Pascal ne se laissa pas démonter et poursuivit :
- Mais, mon ami, c'est cette façon que tu as d'écrire. Tu ne pourras pas toujours rédiger comme cela, à la main, debout à ce pupitre. Vis avec ton temps, tape à l'ordinateur, va sur Internet, achète ton Viagra en ligne. Prolonge ta jeunesse et... apprends à t'asseoir.
Mais Prem allait déjà sur Internet. Il était tout simplement incapable d'écrire un roman assis. Incapable de réfléchir à des thèmes essentiels, à des passages transcendants, le cul collé à une chaise. S'il n'était pas debout, il ne travaillait pas avec la même netteté. D'après lui, personne ne le pouvait. En fait, ses romans avaient quelque chose de plus que ceux de Pascal et de Pedro parce qu'il les écrivait debout, il en était persuadé. Le plus éminent des trois P., disait-on de lui.
Prem sentait une raideur dans les chevilles. Il n'y avait pas si longtemps encore, il pouvait écrire jusqu'à midi sans interruption. Il alla au tableau mural où il avait accroché la planche d'acupuncture qu'Homi lui avait envoyée d'Inde. Prem passa son index sur le dessin du pied et les différents points sur lesquels appuyer. Il avait reçu également un paquet plein de cadeaux et une carte signée de Ratan, avec ces mots : «Papi, tu me manques.» À part la petite figurine de GI Joe, Ratan n'avait sans doute choisi aucun élément du colis.

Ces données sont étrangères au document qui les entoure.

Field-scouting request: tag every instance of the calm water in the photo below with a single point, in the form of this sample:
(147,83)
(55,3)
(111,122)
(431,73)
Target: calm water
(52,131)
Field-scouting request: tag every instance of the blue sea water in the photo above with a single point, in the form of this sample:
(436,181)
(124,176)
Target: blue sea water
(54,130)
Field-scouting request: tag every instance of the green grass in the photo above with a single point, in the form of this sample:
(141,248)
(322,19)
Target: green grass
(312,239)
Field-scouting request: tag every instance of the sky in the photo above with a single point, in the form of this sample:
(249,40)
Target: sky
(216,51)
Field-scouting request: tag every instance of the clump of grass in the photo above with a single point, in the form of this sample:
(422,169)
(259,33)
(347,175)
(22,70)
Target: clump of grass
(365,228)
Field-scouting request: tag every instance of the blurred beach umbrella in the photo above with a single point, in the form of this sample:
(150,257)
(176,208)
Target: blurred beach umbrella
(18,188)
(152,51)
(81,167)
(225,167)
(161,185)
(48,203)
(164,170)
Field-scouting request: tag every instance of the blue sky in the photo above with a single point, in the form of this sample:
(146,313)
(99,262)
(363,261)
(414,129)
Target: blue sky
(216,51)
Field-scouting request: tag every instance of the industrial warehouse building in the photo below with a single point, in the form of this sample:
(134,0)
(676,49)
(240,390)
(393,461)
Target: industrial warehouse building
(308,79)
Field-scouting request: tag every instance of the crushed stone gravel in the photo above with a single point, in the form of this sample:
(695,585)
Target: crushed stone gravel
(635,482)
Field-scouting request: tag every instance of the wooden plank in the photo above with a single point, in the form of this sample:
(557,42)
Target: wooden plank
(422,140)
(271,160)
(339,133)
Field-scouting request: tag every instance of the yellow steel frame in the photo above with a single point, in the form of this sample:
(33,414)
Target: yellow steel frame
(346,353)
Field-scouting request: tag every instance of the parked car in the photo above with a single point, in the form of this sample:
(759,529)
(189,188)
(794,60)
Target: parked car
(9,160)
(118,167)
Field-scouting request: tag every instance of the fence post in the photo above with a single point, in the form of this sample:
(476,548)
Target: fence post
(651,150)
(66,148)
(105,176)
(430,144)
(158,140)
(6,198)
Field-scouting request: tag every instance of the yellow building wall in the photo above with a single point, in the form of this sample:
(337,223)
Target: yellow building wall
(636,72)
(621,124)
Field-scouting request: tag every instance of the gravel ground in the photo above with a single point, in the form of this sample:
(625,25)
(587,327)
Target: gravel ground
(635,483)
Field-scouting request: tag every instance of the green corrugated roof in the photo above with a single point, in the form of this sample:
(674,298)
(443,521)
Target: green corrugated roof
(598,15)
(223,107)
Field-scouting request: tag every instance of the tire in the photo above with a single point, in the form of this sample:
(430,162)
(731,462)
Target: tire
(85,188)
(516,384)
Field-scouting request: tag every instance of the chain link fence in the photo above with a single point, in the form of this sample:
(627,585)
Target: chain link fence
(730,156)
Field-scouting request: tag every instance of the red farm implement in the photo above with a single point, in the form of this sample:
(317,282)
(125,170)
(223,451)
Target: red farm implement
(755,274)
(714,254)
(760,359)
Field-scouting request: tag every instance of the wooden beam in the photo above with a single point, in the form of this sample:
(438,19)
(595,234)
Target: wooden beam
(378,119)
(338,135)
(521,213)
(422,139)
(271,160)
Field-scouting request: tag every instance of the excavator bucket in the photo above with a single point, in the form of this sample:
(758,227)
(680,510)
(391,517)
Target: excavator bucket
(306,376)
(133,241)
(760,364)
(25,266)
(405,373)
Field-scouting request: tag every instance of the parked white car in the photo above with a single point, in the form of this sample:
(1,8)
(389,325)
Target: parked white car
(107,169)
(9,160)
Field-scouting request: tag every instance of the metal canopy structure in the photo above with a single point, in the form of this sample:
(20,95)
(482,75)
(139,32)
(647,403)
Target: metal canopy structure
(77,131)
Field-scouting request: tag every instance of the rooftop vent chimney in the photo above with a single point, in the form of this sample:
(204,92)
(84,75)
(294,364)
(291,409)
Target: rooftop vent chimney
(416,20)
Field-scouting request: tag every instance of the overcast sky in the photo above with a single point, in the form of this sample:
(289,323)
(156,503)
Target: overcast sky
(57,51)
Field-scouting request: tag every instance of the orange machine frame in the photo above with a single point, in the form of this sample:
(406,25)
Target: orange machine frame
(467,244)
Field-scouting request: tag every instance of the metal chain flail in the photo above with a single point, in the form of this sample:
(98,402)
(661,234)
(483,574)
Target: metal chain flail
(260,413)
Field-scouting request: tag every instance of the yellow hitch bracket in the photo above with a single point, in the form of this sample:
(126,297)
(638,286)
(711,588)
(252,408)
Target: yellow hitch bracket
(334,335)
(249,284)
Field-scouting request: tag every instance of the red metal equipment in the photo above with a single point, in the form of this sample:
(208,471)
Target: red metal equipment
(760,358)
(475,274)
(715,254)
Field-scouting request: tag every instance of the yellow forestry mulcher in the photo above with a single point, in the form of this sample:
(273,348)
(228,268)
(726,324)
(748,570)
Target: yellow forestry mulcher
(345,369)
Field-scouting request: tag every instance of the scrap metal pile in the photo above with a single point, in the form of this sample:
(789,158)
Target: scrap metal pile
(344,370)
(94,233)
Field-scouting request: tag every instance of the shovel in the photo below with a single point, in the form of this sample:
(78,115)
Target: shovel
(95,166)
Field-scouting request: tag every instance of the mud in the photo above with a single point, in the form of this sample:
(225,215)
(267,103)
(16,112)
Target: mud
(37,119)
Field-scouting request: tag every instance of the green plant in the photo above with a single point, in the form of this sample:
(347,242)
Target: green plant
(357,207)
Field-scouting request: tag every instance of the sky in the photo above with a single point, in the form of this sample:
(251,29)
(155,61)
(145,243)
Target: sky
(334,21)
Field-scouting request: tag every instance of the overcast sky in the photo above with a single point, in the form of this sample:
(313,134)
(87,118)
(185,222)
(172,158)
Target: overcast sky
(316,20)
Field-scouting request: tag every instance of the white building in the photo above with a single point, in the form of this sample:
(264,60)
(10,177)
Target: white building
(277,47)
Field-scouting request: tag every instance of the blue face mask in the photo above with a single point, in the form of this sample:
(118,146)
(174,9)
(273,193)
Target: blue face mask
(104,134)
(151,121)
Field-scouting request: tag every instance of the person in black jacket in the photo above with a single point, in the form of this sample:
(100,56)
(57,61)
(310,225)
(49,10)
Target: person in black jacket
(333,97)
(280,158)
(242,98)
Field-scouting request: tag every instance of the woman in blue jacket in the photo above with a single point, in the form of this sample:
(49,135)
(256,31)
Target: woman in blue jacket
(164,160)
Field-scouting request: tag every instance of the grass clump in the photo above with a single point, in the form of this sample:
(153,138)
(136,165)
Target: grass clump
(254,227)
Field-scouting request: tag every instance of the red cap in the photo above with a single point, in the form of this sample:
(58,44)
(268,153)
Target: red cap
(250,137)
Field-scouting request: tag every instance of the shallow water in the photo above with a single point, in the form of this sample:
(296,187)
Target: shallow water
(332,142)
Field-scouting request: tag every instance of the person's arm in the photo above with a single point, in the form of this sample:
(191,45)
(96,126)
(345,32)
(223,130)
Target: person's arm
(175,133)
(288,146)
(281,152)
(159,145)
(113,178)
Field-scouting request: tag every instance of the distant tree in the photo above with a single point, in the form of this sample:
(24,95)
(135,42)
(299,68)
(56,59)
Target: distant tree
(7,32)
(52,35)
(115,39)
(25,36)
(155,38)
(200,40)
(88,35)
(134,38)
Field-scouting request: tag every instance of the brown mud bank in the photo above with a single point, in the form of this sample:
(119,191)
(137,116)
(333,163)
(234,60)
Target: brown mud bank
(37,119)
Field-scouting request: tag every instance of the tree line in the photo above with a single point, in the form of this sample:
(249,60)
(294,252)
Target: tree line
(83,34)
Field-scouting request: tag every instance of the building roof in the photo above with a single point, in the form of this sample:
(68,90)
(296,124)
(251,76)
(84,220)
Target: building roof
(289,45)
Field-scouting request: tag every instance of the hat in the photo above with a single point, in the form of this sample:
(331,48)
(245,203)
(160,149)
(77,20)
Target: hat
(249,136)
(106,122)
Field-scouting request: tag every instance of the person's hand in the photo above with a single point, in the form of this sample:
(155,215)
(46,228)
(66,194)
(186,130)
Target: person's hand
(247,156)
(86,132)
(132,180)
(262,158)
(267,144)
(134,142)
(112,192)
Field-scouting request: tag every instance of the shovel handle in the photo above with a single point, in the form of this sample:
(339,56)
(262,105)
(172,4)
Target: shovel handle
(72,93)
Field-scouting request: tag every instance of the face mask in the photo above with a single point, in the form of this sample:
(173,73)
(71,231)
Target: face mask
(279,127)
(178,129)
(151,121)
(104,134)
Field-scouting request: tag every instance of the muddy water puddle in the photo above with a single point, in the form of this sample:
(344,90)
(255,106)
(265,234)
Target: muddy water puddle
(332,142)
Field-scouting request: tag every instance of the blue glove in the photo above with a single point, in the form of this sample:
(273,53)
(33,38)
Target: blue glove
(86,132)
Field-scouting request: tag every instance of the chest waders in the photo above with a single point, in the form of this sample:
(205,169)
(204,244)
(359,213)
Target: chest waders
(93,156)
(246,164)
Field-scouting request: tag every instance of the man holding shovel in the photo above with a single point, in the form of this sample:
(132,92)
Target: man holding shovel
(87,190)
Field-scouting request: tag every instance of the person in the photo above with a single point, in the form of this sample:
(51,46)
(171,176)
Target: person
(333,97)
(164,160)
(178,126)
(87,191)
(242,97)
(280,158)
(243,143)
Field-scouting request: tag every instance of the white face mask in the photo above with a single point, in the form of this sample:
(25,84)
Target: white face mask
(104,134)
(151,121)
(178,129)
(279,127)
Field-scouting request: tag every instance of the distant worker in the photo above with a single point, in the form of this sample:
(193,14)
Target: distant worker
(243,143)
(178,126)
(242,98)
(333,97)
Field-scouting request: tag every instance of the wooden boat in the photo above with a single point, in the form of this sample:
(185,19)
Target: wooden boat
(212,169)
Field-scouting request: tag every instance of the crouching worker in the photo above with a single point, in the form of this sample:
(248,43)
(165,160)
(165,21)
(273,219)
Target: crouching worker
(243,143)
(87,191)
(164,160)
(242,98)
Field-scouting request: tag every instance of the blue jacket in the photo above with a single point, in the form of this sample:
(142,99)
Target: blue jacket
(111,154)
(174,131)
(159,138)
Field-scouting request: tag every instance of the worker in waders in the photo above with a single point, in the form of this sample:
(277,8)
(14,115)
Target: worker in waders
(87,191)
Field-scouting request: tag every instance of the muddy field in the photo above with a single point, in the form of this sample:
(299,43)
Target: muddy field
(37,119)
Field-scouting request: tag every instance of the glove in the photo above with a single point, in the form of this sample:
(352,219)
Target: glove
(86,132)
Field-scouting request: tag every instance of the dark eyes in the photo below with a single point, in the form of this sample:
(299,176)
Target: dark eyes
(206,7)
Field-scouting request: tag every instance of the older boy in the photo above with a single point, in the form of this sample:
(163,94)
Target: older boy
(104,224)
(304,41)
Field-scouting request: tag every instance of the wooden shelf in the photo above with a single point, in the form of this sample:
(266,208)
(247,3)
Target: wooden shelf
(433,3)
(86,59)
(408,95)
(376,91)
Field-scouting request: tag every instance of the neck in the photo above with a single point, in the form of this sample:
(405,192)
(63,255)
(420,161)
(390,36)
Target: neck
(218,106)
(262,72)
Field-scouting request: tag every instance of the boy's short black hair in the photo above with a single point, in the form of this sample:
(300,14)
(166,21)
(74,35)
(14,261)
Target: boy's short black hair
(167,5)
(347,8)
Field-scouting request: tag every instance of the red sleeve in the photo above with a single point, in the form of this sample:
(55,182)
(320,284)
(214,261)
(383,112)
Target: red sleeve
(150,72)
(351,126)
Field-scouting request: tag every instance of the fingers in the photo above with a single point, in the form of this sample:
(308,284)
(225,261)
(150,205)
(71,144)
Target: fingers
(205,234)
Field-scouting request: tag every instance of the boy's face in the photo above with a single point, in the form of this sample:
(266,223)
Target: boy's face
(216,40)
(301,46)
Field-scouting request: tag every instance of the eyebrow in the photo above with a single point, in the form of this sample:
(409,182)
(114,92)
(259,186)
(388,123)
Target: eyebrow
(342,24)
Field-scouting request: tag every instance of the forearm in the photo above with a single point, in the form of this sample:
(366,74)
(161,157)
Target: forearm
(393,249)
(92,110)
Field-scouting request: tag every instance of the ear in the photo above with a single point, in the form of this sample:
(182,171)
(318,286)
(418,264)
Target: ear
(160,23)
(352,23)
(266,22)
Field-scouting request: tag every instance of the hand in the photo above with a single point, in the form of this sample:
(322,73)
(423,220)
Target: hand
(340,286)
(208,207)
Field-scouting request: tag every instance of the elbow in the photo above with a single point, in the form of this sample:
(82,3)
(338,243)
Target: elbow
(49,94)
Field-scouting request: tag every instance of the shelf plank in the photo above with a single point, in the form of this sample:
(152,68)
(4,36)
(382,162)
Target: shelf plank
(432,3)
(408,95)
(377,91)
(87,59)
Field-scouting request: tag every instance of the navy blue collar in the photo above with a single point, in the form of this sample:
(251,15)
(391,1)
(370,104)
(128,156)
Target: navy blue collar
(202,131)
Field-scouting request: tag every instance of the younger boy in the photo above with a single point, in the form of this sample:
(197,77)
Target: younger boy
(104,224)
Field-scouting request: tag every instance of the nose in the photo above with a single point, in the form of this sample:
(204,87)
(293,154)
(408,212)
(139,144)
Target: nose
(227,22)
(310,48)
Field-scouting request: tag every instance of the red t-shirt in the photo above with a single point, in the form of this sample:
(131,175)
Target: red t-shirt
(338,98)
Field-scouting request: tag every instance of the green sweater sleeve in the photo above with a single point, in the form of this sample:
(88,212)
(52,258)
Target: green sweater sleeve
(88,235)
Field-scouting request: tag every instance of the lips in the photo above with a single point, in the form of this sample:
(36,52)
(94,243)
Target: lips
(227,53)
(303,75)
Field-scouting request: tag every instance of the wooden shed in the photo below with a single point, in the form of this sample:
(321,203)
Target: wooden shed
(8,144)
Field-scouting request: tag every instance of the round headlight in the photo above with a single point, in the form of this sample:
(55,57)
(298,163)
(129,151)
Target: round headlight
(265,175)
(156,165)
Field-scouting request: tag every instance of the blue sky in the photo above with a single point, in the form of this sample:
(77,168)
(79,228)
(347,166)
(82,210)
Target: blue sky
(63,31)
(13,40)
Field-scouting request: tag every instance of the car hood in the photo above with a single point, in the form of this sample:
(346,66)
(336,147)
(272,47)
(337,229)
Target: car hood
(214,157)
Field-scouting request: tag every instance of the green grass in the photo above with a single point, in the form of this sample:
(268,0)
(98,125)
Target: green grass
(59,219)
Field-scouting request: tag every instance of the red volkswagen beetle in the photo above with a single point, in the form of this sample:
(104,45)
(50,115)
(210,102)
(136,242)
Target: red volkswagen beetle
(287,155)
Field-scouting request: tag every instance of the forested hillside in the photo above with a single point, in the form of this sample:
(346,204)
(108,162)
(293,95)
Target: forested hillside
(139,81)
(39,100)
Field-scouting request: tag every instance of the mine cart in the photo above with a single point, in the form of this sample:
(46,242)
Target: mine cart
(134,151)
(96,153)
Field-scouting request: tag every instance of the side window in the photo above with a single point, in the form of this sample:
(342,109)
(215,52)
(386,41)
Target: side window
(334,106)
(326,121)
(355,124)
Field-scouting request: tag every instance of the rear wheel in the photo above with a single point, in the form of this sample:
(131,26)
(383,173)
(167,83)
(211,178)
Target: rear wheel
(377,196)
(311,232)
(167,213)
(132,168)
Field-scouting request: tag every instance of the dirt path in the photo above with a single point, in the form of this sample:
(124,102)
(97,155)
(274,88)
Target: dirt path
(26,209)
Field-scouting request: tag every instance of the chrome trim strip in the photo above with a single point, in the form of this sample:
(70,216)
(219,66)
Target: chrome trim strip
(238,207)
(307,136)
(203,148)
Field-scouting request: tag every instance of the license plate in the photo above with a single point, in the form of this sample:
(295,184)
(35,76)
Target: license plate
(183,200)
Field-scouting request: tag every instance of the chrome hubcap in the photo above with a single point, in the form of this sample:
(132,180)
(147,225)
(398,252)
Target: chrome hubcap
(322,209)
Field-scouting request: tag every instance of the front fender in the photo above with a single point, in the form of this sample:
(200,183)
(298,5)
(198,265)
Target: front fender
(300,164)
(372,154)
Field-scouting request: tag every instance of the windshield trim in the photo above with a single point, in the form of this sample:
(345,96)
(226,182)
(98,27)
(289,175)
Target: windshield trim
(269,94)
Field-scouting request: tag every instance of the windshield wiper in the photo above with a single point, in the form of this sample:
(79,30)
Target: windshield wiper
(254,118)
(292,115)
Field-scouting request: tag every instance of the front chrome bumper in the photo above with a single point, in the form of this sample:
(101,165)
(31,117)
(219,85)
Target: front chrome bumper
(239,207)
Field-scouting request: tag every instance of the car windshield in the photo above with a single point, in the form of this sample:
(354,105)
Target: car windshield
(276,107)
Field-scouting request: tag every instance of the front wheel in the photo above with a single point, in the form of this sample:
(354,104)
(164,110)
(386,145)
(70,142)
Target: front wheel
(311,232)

S'il devait se fier à la planche, les points sensibles de son pied correspondaient à la zone de l'estomac et à celle de la colonne. Pourtant il n'avait mal ni à l'estomac ni à la colonne. Seuls ses pieds le faisaient terriblement souffrir. Prem s'assit avec précaution dans le canapé en cuir fauve, dans un coin de son studio. Il regarda dans le vide quelques minutes, puis ses yeux se posèrent sur la pile de livres reliés entassés dans le coin, les dos de couleur bleue, son nom, d'une écriture nerveuse, en italiques jaunes. Cette couverture était différente de toutes les précédentes. Ses éditeurs lui avaient demandé de passer à leurs bureaux au lieu de lui envoyer un essai par e-mail. Et quand, lors de la réunion, Rudolf l'avait montrée à Prem, il lui avait dit :
- Cette fois, pour la couverture, on a fait dans le sexy. Rudolf et Stern, prétendant que la graphiste était retenue en rendez-vous, profitèrent des quelques minutes de plus avant la remise du numéro zéro pour se répandre en louanges sur ce travail.
- Ça me convient, avait dit Prem, tendant le livre que l'on venait de lui présenter.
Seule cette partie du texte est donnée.